100,000 new malware signatures are created every single day mostly targeted at Windows systems. Apple makes up less than 5% of the desktop market. We’ve already seen some new malware targeted at Apple.
But perhaps you missed the thread that OS fights weren’t acceptable on FR anymore. So why are you doing it?
I blame Bill Gates switching NT midstream from a modernized version of VMS (one of the most solid OSs in history) with a newly-designed modern API to a 32-bit version of Windows 3.x. It ended up only being designed to support small workgroups, nothing more. When I think of what Windows NT could have been...
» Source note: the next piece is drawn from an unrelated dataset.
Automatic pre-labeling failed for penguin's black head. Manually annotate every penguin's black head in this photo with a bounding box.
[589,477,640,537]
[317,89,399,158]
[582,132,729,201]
a swiss cheese operating system that was not built from the ground up with multiple users and the access from the outside in mind
Exactly.
No matter which way you slice it or dice it, Windows is still Dos 1.1 underneath. With a vector table at 0:0000
I’ve never examined the vector table on an x86 machine running under Windows and compared it to one running barebones Dos, but I am willing to bet there are a few interrupts that Windows doesn’t front-end.
And even if they do protect the hardware interrupts, Windows wanted to make itself a one size fits all OS where stuff like Java and Flash can come along and do spiffy things. Spiffy and sometimes very malicious.
As a systems guy, I would never let ANYBODY tweak what happens when the boot process happens. I would NEVER let anybody mod anything on the system packs! (mainframes rule!!!)